Уйти хотелось мне самому. Но я не мог. Не мог уйти молча, но и не знал, что должен сказать. Так и остался стоять, будто парализованный и онемевший. Когда я поглядывал на Паулу, а она замечала мой взгляд, то устало и печально улыбалась в ответ. Иногда Свен отрывал взгляд от собственных ног, испытующе смотрел то на Паулу, то на меня.

На улице тем временем светало. Поначалу небо сделалось серым, потом белесым, затем голубым. Прежде чем дойти до соседней крыши, лучи солнца попали на купол телебашни, купол засверкал. До чего много в городе птиц, подумалось мне. Их громкий щебет доносился со старого каштана, который стоял во дворе. Подойдя к окну, я растворил его, чтобы впустить свежий воздух. Городской воздух, веющий утренней прохладой только потому, что прохладной выдалась ночь. Со двора доносился запах мусорных контейнеров и ямы с компостом, заложенной местными экологистами. На церковной колокольне часы пробили шесть.

Неожиданно в дверях появилась Юлия. Она смотрела на нас удивленными и заспанными глазами.

– Мне сегодня надо быть в школе в четверть восьмого. У нас репетиция. Завтрак мне дадите? – Повернувшись, она ушла в ванную.

Свен встал, пошел на кухню. Хлопнула дверца холодильника, потом духовки, звякнула посуда, вскоре засвистел чайник. Когда Юлия вышла из ванной в коридор, Паула оторвалась от стены и шагнула за дочерью. Было слышно, как в комнате у Юлии скрипнул шкаф, выдвигались и задвигались ящики, мать с дочерью обсуждали, что взять на репетицию и как спланировать день.
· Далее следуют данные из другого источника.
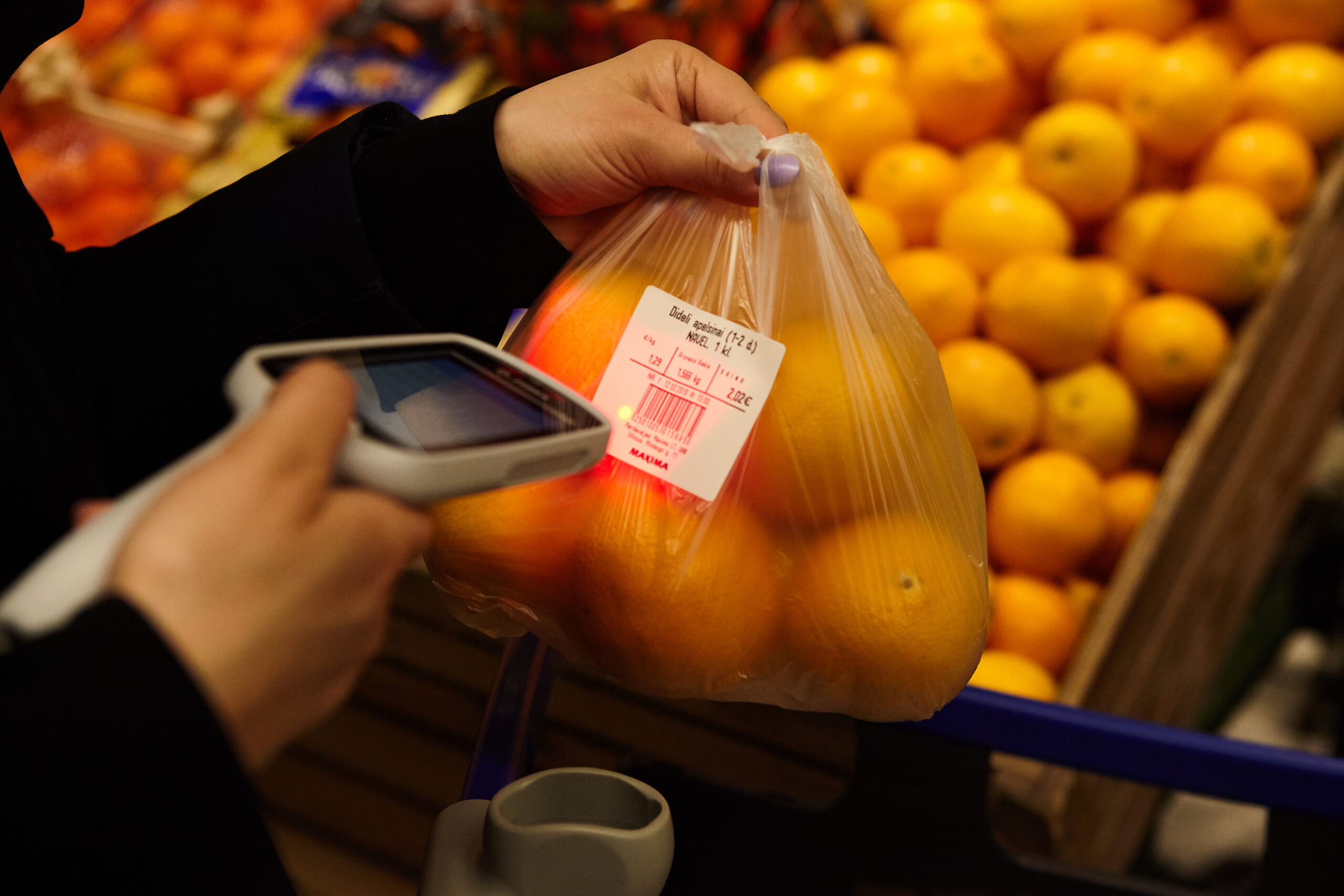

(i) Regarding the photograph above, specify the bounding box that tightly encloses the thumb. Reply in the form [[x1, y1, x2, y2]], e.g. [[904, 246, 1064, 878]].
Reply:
[[230, 359, 355, 486], [638, 114, 761, 206]]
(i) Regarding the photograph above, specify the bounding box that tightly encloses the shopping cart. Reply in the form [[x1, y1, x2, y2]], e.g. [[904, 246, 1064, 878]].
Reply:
[[449, 636, 1344, 896]]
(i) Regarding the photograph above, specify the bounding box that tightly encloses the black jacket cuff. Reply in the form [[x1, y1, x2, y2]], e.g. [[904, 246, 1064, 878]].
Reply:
[[0, 599, 293, 893]]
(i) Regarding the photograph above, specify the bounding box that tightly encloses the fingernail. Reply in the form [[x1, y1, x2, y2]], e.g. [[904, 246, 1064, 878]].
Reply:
[[751, 153, 802, 187]]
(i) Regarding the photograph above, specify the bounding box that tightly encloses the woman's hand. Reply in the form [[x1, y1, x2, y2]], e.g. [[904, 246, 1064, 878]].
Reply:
[[111, 360, 430, 768], [495, 40, 788, 248]]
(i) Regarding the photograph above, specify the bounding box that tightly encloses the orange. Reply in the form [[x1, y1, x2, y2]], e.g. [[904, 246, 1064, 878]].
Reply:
[[1098, 189, 1180, 278], [831, 40, 900, 90], [1079, 255, 1142, 345], [1138, 152, 1193, 191], [139, 0, 199, 59], [1195, 118, 1316, 215], [1176, 16, 1255, 69], [816, 86, 915, 180], [1119, 41, 1236, 161], [895, 0, 989, 52], [75, 189, 153, 246], [849, 196, 903, 259], [783, 516, 989, 721], [755, 56, 836, 135], [1091, 0, 1195, 40], [1135, 410, 1185, 470], [986, 450, 1106, 577], [857, 141, 962, 246], [573, 465, 781, 697], [1150, 184, 1287, 307], [938, 339, 1040, 470], [1047, 28, 1157, 108], [906, 35, 1016, 149], [1087, 470, 1159, 575], [228, 50, 285, 99], [509, 269, 649, 398], [1040, 361, 1140, 473], [1022, 99, 1138, 222], [1065, 575, 1102, 622], [173, 38, 234, 97], [109, 62, 182, 115], [1116, 293, 1231, 407], [242, 3, 312, 50], [886, 248, 980, 345], [981, 254, 1110, 373], [986, 574, 1083, 676], [1238, 43, 1344, 146], [87, 139, 145, 189], [12, 145, 93, 211], [425, 476, 586, 608], [989, 0, 1090, 75], [743, 320, 917, 528], [968, 649, 1059, 702], [1233, 0, 1344, 46], [153, 153, 191, 194], [196, 0, 243, 44], [961, 139, 1023, 187], [938, 185, 1074, 276]]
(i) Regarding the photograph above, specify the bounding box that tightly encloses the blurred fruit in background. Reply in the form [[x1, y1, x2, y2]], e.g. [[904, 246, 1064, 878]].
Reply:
[[1119, 43, 1236, 161], [935, 335, 1040, 470], [937, 185, 1074, 277], [856, 140, 962, 246], [1238, 43, 1344, 146], [982, 254, 1110, 373], [985, 572, 1082, 676], [969, 648, 1059, 701], [1116, 293, 1231, 407], [1022, 99, 1138, 223], [886, 248, 980, 345], [1040, 361, 1141, 473], [1149, 184, 1287, 307], [1047, 28, 1159, 109], [986, 450, 1106, 589], [1195, 118, 1316, 216]]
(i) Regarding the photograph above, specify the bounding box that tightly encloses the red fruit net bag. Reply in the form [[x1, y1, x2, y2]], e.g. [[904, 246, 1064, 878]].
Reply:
[[426, 127, 989, 720]]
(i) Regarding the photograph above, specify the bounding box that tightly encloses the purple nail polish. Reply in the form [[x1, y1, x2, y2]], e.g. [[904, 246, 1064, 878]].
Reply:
[[751, 153, 802, 187]]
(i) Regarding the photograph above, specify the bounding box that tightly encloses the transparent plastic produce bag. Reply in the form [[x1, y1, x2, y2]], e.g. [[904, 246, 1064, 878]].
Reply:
[[426, 129, 989, 720]]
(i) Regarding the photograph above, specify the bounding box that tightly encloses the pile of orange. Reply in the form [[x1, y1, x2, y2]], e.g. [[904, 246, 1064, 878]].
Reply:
[[82, 0, 332, 115], [755, 0, 1344, 699], [14, 129, 191, 251], [427, 205, 989, 720]]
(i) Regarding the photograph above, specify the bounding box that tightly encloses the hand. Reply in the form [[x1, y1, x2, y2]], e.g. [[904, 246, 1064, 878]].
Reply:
[[111, 360, 430, 769], [495, 40, 788, 248]]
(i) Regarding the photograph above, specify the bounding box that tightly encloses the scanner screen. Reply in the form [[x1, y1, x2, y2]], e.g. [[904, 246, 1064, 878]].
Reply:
[[264, 344, 598, 451]]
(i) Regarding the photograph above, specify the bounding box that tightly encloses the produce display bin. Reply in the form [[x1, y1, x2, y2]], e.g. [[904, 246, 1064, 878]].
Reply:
[[463, 636, 1344, 896], [1011, 145, 1344, 872]]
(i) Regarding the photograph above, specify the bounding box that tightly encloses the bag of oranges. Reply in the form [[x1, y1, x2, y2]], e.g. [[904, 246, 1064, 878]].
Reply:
[[427, 127, 989, 720]]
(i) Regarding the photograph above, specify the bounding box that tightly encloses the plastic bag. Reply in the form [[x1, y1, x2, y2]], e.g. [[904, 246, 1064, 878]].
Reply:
[[427, 128, 989, 720]]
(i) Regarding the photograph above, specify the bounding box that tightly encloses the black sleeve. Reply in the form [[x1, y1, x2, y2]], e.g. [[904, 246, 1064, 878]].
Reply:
[[0, 599, 293, 896], [63, 91, 567, 493]]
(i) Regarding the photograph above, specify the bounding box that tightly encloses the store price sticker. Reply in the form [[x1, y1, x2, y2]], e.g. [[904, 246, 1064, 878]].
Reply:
[[593, 286, 783, 501]]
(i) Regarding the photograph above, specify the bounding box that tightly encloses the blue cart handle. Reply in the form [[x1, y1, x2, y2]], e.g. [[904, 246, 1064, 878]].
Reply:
[[903, 688, 1344, 818]]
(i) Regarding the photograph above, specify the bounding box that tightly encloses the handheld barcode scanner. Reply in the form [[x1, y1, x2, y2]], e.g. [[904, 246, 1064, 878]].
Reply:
[[0, 333, 612, 636]]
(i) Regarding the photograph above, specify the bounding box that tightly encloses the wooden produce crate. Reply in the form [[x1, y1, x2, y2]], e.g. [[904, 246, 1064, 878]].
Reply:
[[996, 152, 1344, 872]]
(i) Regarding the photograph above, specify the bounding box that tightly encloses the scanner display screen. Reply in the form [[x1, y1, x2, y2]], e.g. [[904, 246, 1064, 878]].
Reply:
[[262, 345, 600, 451]]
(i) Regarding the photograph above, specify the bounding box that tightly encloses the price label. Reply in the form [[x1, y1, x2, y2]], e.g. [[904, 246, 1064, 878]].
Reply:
[[593, 286, 783, 501]]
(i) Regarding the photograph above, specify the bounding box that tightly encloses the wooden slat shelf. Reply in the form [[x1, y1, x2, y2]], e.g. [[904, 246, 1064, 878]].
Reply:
[[257, 574, 854, 896]]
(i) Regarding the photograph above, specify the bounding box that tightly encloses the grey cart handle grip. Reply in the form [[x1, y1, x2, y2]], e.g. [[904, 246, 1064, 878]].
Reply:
[[419, 768, 672, 896]]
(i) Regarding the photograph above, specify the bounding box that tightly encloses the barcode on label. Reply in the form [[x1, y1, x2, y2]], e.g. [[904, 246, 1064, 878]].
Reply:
[[633, 383, 704, 442]]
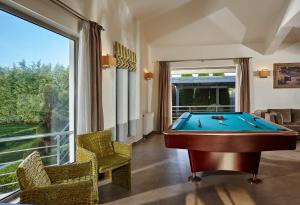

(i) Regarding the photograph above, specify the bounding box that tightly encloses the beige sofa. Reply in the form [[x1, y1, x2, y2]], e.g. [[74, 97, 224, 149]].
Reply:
[[254, 109, 300, 138]]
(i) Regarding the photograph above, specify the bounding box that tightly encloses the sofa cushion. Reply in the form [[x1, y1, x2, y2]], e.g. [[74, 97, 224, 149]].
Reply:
[[292, 109, 300, 123], [268, 109, 292, 123], [17, 151, 51, 190]]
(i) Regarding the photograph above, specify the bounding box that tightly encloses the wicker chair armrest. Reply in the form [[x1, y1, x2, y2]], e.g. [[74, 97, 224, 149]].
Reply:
[[76, 145, 98, 176], [20, 180, 93, 205], [45, 161, 92, 182], [113, 141, 132, 158]]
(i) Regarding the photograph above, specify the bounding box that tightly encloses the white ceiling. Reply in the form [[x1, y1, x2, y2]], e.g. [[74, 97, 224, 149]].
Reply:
[[125, 0, 300, 53]]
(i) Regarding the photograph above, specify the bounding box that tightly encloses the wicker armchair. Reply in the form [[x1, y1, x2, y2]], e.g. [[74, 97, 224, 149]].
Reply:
[[17, 152, 98, 205], [76, 130, 132, 190]]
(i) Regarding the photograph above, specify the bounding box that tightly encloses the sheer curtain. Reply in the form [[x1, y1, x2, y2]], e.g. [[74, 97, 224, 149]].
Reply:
[[235, 58, 250, 112], [90, 21, 104, 132], [77, 22, 91, 134], [157, 61, 172, 132]]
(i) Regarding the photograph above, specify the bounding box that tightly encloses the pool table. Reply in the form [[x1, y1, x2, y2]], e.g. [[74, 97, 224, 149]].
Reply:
[[164, 112, 298, 183]]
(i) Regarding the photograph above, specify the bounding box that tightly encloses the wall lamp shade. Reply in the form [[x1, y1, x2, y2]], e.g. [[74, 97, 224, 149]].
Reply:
[[101, 55, 116, 68], [258, 68, 271, 78], [144, 72, 153, 80]]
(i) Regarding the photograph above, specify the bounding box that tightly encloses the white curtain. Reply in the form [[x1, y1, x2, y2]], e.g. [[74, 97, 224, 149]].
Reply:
[[235, 60, 242, 112], [77, 22, 91, 134]]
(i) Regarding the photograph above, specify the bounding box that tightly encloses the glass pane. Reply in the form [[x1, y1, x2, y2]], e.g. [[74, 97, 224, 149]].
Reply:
[[0, 10, 74, 198]]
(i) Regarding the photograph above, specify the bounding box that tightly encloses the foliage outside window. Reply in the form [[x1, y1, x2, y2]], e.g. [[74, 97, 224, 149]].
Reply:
[[0, 10, 73, 199]]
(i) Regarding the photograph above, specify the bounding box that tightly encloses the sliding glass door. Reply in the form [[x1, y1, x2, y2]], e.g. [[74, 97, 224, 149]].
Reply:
[[0, 10, 75, 199]]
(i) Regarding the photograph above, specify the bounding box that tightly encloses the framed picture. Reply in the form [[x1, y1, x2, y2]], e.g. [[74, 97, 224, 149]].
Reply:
[[273, 63, 300, 88]]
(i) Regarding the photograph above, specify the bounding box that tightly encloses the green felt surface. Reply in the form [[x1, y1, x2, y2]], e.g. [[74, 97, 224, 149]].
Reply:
[[172, 112, 284, 131]]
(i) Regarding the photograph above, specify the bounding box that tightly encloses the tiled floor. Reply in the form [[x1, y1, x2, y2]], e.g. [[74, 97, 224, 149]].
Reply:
[[99, 135, 300, 205]]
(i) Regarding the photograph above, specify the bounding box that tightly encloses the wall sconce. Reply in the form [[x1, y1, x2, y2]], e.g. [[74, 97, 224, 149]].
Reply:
[[144, 70, 153, 80], [101, 54, 116, 68], [258, 68, 271, 78]]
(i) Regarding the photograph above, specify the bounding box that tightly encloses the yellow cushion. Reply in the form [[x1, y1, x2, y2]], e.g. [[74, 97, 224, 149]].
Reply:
[[55, 175, 93, 184], [98, 154, 130, 173], [17, 151, 51, 190], [77, 130, 114, 157]]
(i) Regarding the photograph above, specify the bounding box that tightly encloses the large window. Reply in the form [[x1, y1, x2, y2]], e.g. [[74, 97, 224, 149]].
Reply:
[[0, 10, 75, 199], [172, 69, 235, 121]]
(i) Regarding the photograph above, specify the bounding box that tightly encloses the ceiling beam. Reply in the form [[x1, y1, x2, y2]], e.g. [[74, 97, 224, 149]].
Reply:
[[264, 0, 300, 54]]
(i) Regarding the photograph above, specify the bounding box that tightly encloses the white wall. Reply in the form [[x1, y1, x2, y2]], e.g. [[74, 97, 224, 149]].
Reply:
[[151, 43, 300, 123]]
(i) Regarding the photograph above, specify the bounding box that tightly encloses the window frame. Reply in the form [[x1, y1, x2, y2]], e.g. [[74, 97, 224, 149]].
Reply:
[[0, 2, 79, 203]]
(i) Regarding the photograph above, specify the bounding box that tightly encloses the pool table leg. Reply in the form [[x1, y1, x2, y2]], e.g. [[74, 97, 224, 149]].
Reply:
[[189, 172, 202, 182], [248, 174, 262, 184]]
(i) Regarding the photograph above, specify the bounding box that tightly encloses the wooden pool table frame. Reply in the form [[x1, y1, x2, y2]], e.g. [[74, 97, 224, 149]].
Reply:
[[164, 113, 298, 183]]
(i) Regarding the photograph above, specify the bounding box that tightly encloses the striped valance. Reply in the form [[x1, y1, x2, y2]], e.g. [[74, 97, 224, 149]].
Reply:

Когда они прошли в кухню, Свен позвал меня.

На кухонном столе стояли четыре чашки и четыре тарелочки с разогретыми булочками.

– Тебе кофе? – Свен наполнил чашки.

Я сел. Юлия принялась рассказывать о пьесе, которую они решили поставить, о том, как идут репетиции, о подготовке спектакля. Иногда Паула или Свен вставляли какое-либо замечание, хвалили, задавали вопросы.

Когда Юлия встала из-за стола, Свен тоже поднялся.

– Я провожу тебя.

Паула кивнула:

– Я тоже с вами. Мне потом в институт.

Свен закрыл за нами дверь квартиры. Спускаясь по лестнице, Юлия держала меня за руку. Выйдя из дома, она закинула за спину ранец, который до этого несла в другой руке, и взяла за руки родителей. Улица была почти пустой. Паула поманила меня к себе со свободной стороны и подхватила меня под руку.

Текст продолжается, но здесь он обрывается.